Manipuler la lumière à l’échelle nanométrique : une voie vers l’informatique quantique
« L’holographie conventionnelle peut extraire des informations 3D en mesurant la différence de distance parcourue par la lumière de différentes parties de l’objet » explique Fabrizio Carbone. « Mais cela nécessite un faisceau de référence supplémentaire provenant d’une direction différente pour mesurer l’interférence entre les deux. Le concept est identique à celui des électrons, mais nous pouvons maintenant obtenir une résolution spatiale plus élevée en raison de leur longueur d’onde beaucoup plus courte ».
« Par exemple, nous avons pu enregistrer des films holographiques d’objets en mouvement rapide en utilisant des impulsions électroniques ultra-courtes pour former les hologrammes » ajoute-t-il. Au-delà des calculs quantiques, la technique présente la résolution spatiale la plus élevée par rapport aux solutions alternatives et pourrait changer la façon dont nous envisageons la lumière dans la vie quotidienne.

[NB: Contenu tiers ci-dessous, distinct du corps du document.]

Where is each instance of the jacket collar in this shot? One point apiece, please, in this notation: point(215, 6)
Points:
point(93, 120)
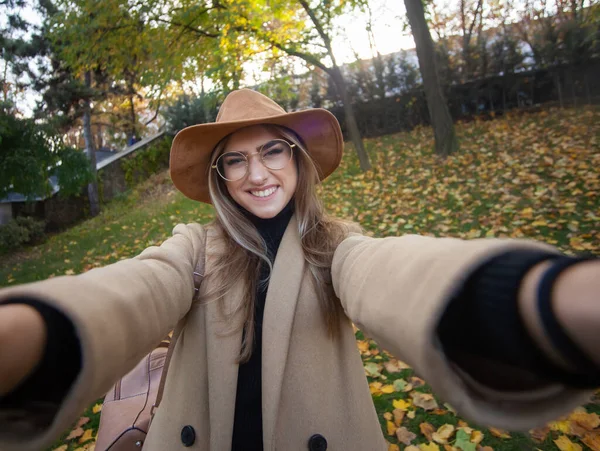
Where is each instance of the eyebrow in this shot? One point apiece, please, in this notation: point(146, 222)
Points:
point(257, 147)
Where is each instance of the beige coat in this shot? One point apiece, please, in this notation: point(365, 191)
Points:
point(395, 289)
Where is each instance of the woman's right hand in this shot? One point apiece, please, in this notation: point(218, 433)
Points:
point(22, 344)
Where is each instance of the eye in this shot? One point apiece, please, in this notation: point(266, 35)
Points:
point(276, 150)
point(233, 159)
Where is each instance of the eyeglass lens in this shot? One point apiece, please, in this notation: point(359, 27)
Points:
point(275, 155)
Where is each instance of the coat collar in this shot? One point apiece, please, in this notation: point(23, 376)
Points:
point(280, 307)
point(222, 350)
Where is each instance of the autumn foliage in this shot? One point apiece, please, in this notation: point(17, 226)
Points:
point(534, 175)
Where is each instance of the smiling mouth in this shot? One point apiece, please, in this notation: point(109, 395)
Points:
point(264, 193)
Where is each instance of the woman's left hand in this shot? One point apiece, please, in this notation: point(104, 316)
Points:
point(576, 303)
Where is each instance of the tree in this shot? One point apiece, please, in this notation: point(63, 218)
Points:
point(302, 30)
point(31, 153)
point(443, 127)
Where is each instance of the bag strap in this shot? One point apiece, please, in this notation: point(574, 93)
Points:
point(198, 275)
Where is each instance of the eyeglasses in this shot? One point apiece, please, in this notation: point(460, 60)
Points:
point(274, 155)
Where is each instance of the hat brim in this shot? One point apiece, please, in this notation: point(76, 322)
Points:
point(190, 152)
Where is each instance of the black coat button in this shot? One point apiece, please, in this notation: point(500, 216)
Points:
point(188, 436)
point(317, 443)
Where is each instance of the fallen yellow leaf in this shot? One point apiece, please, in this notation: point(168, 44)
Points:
point(589, 421)
point(443, 433)
point(405, 436)
point(398, 416)
point(424, 400)
point(391, 428)
point(427, 430)
point(477, 437)
point(500, 433)
point(401, 404)
point(87, 435)
point(564, 444)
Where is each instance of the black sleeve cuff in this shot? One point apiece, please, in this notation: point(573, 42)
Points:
point(483, 320)
point(51, 380)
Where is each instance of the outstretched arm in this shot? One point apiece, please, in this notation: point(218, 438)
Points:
point(398, 289)
point(119, 314)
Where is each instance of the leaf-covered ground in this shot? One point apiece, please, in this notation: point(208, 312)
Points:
point(531, 175)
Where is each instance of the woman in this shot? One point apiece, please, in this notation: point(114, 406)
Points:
point(267, 357)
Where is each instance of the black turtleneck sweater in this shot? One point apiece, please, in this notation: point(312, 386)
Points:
point(247, 425)
point(62, 358)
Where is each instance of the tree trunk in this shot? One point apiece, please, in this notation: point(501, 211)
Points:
point(340, 84)
point(443, 128)
point(90, 150)
point(132, 119)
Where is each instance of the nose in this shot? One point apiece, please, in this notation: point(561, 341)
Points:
point(257, 172)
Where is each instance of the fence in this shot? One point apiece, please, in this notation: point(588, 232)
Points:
point(564, 85)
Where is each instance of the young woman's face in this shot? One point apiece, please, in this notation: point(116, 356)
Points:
point(263, 192)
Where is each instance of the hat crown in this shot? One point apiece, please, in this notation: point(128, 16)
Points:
point(247, 104)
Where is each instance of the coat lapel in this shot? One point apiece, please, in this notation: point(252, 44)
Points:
point(280, 307)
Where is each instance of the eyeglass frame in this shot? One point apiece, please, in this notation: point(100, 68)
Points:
point(247, 158)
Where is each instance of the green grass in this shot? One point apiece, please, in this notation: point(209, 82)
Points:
point(533, 175)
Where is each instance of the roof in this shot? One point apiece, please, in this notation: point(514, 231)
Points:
point(103, 158)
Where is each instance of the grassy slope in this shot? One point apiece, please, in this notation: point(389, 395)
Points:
point(534, 175)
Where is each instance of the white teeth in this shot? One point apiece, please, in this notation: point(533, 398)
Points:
point(264, 193)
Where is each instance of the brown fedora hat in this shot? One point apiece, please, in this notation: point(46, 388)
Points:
point(191, 149)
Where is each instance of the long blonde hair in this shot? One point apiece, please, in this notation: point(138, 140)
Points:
point(244, 248)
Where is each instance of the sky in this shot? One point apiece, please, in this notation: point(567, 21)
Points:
point(388, 21)
point(388, 18)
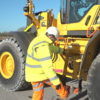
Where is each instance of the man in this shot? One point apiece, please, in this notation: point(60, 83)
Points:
point(39, 66)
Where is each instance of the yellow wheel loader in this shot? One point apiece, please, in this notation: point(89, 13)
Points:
point(79, 24)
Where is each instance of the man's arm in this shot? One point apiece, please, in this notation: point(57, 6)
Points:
point(55, 49)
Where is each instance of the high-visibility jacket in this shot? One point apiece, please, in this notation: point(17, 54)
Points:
point(39, 64)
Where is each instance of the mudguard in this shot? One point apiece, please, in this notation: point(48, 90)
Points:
point(24, 39)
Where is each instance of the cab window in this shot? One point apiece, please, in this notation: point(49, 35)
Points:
point(79, 8)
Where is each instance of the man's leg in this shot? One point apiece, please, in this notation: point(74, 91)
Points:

« Jusqu’à présent, la science et la technologie se limitaient aux photons à propagation libre, utilisés dans les dispositifs optiques macroscopiques. Notre nouvelle technique nous permet de voir ce qui se passe avec la lumière à l’échelle nanométrique, première étape de la miniaturisation et de l’intégration de dispositifs de lumière sur des circuits intégrés » conclut Carbone.